Listings for studio apartments are posted at a real estate agency in front of Sungkyunkwan University in Jongno-gu, Seoul. /Courtesy of Yonhap News

On Jan. 1, the average monthly rent for apartments in Seoul surpassed 1.5 million won, setting a record high. Analysts said tighter policies on owners of multiple homes, stricter jeonse loan regulations, and a decrease in move-in supply reduced jeonse listings and accelerated the trend of "jeonse turning into monthly rent."

According to the Korea Real Estate Board (REB) on Mar. 8, the average monthly rent for apartments in Seoul in January was 1,504,000 won, hitting a record high. The apartment monthly rent price index also reached 104.59, the highest level since statistics began in 2015.
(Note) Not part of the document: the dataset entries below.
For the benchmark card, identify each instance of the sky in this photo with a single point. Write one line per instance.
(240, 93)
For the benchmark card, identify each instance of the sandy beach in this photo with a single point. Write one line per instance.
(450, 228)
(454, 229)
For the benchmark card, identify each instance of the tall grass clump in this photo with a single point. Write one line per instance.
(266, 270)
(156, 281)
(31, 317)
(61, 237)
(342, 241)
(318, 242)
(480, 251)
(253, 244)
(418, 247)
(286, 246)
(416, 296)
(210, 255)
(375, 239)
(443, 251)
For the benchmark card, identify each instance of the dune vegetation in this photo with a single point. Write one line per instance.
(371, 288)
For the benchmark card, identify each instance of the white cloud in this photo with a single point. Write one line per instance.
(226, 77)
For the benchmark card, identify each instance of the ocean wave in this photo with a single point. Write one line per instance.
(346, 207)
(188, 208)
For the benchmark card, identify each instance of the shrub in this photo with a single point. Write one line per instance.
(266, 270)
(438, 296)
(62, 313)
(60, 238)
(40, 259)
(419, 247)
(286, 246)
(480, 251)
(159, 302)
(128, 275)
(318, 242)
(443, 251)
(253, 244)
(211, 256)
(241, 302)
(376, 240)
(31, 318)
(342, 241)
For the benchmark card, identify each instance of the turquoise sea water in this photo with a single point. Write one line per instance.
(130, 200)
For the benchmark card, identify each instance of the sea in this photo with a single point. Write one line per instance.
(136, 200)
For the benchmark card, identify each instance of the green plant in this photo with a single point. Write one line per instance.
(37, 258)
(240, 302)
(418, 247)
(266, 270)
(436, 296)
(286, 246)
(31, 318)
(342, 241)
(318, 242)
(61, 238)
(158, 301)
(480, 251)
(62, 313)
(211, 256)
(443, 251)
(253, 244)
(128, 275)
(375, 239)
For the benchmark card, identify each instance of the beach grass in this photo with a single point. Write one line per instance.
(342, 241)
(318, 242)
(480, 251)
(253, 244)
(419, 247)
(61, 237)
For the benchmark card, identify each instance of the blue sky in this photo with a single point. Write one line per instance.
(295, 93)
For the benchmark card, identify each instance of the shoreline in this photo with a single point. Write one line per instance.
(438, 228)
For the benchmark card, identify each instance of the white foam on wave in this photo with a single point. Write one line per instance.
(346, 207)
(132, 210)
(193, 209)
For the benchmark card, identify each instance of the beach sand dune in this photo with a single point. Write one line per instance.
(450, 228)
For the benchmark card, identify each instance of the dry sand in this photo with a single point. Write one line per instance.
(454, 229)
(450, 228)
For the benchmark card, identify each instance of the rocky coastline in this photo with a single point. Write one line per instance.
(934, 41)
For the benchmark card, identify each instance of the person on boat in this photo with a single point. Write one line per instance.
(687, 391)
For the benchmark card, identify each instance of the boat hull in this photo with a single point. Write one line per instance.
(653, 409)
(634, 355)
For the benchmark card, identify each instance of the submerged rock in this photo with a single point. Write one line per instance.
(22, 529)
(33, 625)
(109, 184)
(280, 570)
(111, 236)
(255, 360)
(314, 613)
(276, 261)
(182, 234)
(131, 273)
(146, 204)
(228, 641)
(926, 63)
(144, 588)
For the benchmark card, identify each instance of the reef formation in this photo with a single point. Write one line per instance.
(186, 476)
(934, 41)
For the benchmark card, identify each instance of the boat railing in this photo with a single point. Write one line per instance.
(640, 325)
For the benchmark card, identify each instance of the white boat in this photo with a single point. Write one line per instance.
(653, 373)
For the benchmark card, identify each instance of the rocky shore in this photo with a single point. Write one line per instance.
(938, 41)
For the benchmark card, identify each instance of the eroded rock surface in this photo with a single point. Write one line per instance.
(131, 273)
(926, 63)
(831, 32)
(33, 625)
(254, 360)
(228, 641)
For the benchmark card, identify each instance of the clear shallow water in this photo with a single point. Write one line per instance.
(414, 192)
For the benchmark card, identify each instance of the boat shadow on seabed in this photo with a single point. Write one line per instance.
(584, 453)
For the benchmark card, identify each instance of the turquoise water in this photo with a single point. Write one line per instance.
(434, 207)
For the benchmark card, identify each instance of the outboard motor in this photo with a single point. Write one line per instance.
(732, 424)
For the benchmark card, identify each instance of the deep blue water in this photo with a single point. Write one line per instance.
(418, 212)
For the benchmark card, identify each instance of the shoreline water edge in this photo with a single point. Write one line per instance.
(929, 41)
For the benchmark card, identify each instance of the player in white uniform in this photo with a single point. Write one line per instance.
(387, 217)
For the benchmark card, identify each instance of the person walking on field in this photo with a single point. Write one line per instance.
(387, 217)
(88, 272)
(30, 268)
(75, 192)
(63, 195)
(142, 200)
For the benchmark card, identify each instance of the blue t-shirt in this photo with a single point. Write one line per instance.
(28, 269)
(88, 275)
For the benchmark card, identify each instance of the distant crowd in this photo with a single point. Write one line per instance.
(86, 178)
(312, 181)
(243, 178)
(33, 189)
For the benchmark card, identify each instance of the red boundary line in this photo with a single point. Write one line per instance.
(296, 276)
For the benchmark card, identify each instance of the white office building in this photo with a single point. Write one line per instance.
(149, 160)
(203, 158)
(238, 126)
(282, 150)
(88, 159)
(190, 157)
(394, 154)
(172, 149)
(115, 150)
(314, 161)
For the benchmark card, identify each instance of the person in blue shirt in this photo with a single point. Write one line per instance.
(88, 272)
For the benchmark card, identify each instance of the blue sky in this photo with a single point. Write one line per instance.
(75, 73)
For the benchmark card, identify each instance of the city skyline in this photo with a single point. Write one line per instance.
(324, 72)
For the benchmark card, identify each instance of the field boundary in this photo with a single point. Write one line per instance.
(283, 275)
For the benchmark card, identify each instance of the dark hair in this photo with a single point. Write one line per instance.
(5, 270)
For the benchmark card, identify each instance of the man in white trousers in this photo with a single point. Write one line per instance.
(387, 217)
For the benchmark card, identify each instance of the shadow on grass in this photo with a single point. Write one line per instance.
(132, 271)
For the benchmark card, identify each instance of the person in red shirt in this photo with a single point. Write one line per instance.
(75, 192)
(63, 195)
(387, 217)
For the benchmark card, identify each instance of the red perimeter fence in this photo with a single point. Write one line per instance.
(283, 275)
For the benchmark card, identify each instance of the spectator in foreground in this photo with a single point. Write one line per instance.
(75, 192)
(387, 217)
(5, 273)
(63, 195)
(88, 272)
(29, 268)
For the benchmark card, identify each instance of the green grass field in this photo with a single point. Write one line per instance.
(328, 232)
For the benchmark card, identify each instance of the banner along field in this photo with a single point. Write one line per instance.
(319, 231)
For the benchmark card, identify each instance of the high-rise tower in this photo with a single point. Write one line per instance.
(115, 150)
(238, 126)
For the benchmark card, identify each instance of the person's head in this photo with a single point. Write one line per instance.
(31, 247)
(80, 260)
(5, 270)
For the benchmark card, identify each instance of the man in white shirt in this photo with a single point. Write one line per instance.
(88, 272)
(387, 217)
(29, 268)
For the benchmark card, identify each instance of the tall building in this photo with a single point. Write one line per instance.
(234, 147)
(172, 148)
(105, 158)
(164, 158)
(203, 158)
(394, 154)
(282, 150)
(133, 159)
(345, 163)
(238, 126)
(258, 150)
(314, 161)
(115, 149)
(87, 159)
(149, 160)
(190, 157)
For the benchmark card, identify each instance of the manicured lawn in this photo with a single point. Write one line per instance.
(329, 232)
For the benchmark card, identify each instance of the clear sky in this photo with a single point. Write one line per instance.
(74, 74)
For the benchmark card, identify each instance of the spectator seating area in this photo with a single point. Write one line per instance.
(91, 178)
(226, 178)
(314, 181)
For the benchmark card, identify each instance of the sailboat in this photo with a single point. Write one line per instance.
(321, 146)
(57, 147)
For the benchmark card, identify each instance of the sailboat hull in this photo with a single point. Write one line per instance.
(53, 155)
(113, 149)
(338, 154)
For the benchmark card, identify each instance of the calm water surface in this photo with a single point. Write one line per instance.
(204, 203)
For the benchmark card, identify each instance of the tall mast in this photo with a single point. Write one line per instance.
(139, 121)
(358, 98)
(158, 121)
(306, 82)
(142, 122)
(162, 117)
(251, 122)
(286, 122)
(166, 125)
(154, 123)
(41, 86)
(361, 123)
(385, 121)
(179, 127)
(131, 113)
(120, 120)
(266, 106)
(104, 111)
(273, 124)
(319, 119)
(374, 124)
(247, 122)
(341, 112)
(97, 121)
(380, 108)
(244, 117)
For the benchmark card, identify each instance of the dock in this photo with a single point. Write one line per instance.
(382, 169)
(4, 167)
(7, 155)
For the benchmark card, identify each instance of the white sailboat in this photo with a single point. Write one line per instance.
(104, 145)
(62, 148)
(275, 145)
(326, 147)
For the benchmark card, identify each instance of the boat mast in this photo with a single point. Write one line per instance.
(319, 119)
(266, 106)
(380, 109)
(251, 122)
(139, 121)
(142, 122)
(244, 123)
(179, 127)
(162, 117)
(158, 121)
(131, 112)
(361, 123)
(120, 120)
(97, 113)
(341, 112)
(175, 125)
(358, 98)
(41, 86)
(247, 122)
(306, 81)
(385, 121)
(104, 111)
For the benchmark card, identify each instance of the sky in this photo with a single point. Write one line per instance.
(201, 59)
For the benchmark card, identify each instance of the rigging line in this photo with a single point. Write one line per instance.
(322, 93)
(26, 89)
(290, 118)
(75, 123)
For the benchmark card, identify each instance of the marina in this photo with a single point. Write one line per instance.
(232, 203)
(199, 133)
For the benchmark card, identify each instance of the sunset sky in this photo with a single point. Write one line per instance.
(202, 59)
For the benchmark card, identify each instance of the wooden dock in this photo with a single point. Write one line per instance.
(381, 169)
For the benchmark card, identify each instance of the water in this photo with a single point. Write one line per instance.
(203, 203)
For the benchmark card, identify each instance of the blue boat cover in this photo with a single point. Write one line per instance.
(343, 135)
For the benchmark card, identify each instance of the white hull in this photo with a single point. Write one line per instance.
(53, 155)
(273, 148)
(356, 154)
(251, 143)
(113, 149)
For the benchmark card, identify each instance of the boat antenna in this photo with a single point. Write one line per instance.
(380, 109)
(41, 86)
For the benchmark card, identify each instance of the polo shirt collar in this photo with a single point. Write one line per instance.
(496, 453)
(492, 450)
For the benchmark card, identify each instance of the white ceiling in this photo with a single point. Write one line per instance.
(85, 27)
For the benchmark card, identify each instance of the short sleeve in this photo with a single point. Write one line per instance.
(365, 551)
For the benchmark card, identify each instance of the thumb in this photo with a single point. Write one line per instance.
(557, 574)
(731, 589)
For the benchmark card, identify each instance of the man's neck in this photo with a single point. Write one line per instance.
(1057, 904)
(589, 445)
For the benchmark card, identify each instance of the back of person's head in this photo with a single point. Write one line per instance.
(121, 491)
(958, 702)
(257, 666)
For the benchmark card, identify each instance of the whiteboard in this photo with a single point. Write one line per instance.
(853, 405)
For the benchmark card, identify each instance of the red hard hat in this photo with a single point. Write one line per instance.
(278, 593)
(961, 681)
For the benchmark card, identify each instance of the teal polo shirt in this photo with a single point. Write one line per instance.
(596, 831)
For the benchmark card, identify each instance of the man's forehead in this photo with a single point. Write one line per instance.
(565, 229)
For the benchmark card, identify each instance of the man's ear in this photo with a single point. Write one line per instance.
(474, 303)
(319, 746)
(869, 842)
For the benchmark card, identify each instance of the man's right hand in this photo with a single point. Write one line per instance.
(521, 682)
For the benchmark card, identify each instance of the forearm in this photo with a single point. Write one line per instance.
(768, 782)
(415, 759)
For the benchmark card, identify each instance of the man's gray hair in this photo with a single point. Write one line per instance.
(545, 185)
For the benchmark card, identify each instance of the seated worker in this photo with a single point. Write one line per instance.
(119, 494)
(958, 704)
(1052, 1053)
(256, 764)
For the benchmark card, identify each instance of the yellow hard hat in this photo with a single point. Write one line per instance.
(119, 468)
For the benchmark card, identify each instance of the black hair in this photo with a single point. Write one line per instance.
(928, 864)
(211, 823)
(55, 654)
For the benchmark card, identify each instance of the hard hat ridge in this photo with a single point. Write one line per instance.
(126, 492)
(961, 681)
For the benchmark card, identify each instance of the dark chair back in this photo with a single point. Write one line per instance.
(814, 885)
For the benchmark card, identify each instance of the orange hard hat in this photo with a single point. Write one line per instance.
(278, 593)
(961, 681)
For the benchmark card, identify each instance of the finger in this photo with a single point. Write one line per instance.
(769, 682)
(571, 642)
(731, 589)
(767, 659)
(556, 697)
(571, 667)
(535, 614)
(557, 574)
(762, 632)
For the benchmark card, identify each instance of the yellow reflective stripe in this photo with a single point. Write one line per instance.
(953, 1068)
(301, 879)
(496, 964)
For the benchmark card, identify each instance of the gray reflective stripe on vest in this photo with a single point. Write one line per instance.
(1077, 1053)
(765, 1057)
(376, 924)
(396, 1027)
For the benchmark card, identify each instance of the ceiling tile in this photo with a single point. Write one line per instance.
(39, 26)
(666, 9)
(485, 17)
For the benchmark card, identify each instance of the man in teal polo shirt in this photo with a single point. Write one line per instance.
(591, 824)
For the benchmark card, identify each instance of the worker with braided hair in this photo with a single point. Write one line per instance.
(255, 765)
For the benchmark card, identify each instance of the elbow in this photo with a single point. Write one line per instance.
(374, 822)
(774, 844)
Including key-money-backed monthly rents (banjeonse), the share of monthly rent exceeded half of all lease contracts this year. An analysis of the Ministry of Land, Infrastructure and Transport's open actual transaction system showed that of 19,313 newly reported lease contracts from Jan. 1 to on the 6th, 10,033 were monthly rent contracts, accounting for 52% of the total. Last year, monthly rent made up 47.1% of new apartment lease contracts in Seoul.

It appears this is because loan regulations last year lowered the 1-homeowner jeonse loan limit to 200 million won and applied the debt service ratio (DSR), limiting the ability to raise jeonse deposits and prompting more people to choose monthly rent.

Also, as all of Seoul was designated a land transaction permit zone, listings from gap investors that had supplied jeonse decreased, and starting this year, government policies encouraging the disposal of multiple homes—such as ending the grace period on heavier capital gains taxes for multiple-home owners—are seen as having affected the decline in jeonse supply and the rise in monthly rent.

Park Won-gap, senior real estate expert at KB Kookmin Bank, said, "The shift to monthly rent fundamentally stems from jeonse scams undermining trust in the jeonse system, and from upward synchronization in which both sale prices and jeonse prices rise, increasing banjeonse and leading to a shortage of jeonse supply," adding, "Another pillar expanding the monthly rent market is the change in perception toward investing money in financial assets rather than tying it up in jeonse."